We are sitting in Queenstown Airport and have a long wait for our flight to board, but it was better than sitting in a motel room or again experiencing downtown Queenstown, where they use $20 bills as napkins. It is like Aspen in that regard, or any resort town. They know you are passing through but once, and so have no compunctions about vacuuming your pockets as you leave any establishment. Our first day here last week I paid $38 for two pair of ordinary socks (about $30 U.S.) and was embarrassed to have done so. That was not unusual. A short ride from our motel resort to the airport was $20. $15 U.S.

Internet here at the airport is free and the signal is strong. That’s something. At Novatel, a hotel we stayed at last week on return from Milford Track, I inquired at the desk why our Internet had petered out that morning. They said they we had exceeded usage allowance. We had indeed listened to podcasts and done some email the night before, nothing more. They said we owed an additional $49.50 in addition to the $15 we had paid at the outset. It was taken from our credit card.

“Put it back,” I said.

She then retreated to a back room and emerged with three sheets of paper detailing our every move on the Internet. She said that the allowance was 5Mb or something like that.

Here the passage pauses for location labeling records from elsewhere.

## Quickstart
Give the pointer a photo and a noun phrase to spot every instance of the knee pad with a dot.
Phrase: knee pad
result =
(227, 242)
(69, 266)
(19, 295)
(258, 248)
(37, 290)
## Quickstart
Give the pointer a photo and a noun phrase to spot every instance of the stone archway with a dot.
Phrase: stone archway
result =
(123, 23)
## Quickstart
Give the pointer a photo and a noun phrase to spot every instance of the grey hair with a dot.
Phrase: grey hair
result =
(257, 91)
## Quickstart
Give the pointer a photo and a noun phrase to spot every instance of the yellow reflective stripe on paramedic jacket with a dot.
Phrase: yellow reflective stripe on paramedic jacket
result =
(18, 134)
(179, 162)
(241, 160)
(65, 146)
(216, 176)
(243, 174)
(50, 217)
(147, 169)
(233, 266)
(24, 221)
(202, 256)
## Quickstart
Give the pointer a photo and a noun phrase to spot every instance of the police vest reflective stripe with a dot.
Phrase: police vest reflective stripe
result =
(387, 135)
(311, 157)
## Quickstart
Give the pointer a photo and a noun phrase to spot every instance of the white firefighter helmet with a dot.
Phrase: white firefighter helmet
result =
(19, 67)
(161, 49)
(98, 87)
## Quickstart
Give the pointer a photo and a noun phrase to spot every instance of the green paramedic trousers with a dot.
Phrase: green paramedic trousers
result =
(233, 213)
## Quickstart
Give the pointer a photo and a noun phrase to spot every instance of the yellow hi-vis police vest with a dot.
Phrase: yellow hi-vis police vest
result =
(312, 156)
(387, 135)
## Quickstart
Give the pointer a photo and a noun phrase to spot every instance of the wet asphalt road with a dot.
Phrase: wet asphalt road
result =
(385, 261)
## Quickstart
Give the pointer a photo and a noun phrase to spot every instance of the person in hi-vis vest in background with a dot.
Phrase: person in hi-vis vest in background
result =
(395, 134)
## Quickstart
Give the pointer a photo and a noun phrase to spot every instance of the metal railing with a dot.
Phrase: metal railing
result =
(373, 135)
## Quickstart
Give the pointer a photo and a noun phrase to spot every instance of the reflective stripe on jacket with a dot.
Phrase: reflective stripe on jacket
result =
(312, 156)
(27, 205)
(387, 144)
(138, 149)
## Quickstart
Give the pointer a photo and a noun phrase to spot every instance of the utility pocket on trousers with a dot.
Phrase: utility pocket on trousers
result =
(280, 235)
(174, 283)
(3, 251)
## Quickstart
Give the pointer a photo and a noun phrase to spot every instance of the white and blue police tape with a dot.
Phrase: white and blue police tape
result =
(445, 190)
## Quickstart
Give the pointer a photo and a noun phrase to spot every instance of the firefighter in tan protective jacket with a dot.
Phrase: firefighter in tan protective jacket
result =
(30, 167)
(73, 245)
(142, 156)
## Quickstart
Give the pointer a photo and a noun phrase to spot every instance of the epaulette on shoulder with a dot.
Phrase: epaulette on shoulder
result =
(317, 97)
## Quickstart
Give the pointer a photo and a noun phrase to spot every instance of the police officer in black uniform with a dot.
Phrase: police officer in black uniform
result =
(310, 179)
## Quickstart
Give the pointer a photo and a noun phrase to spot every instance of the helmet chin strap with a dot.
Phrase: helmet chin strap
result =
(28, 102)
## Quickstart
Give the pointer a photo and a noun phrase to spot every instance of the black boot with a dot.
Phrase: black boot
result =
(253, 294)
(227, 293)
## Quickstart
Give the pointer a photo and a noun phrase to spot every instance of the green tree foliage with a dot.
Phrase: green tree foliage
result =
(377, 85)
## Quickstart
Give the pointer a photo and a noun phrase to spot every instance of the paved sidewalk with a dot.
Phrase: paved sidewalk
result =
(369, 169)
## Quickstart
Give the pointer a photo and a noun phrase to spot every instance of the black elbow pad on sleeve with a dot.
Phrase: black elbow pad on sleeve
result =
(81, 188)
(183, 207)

“Nobody knows what that means. Nobody,” I said. “Give the money back.”

She retreated again, this time to speak with her supervisor. People here are very nice, so I assume her supervisor was too, and a wimp to boot. He or she did not emerge, and the clerk did and said they would drop the $49.50 charge. ($37.50 U.S.)

As they should. If they don’t warn us about such things, they should back off. But it is interesting. The coffee shop next to the hotel has wifi and it is a strong signal and they allow all customers unlimited usage. It’s a cost of being in business these days, like electricity. I downloaded podcasts there as we drank our coffee so as to avoid more Novatel charges. But broadband is a utility these days. We all use it, need it, expect it. Novatel has got the old capitalist enclosure thing going. Once inside their gate, everything costs extra.

OK. I did ask her if they also charged for electricity delivered to the room. She picked up my sarcasm.

But this is classic rent seeking behavior, to take something that already exists, make no improvements or add any value, and convert it to a profit center. That’s all Verizon or anyone does, rent seeking. They need monopoly-like environs to get away with it, which is why everything in our economy these days is sold by some virtual monopoly somewhere.

If enough assholes like me come through Novatel, they’ll stop doing that. My wife says I should be nicer to clerks and such, and that’s true except that part of their job is to deflect heat from those who make decisions like reaming people’s asses for mere bandwidth. So part of her job to is to endure the heat that rightly belonged to her cowardly supervisor.

The American FCC recently classified Internet service as a utility, which has elicited howls of protest from the stuck pigs of the broadband industry. Their bought legions in Congress will work to overturn that decision. It ain’t over by any stretch. But there is that small victory, like mine.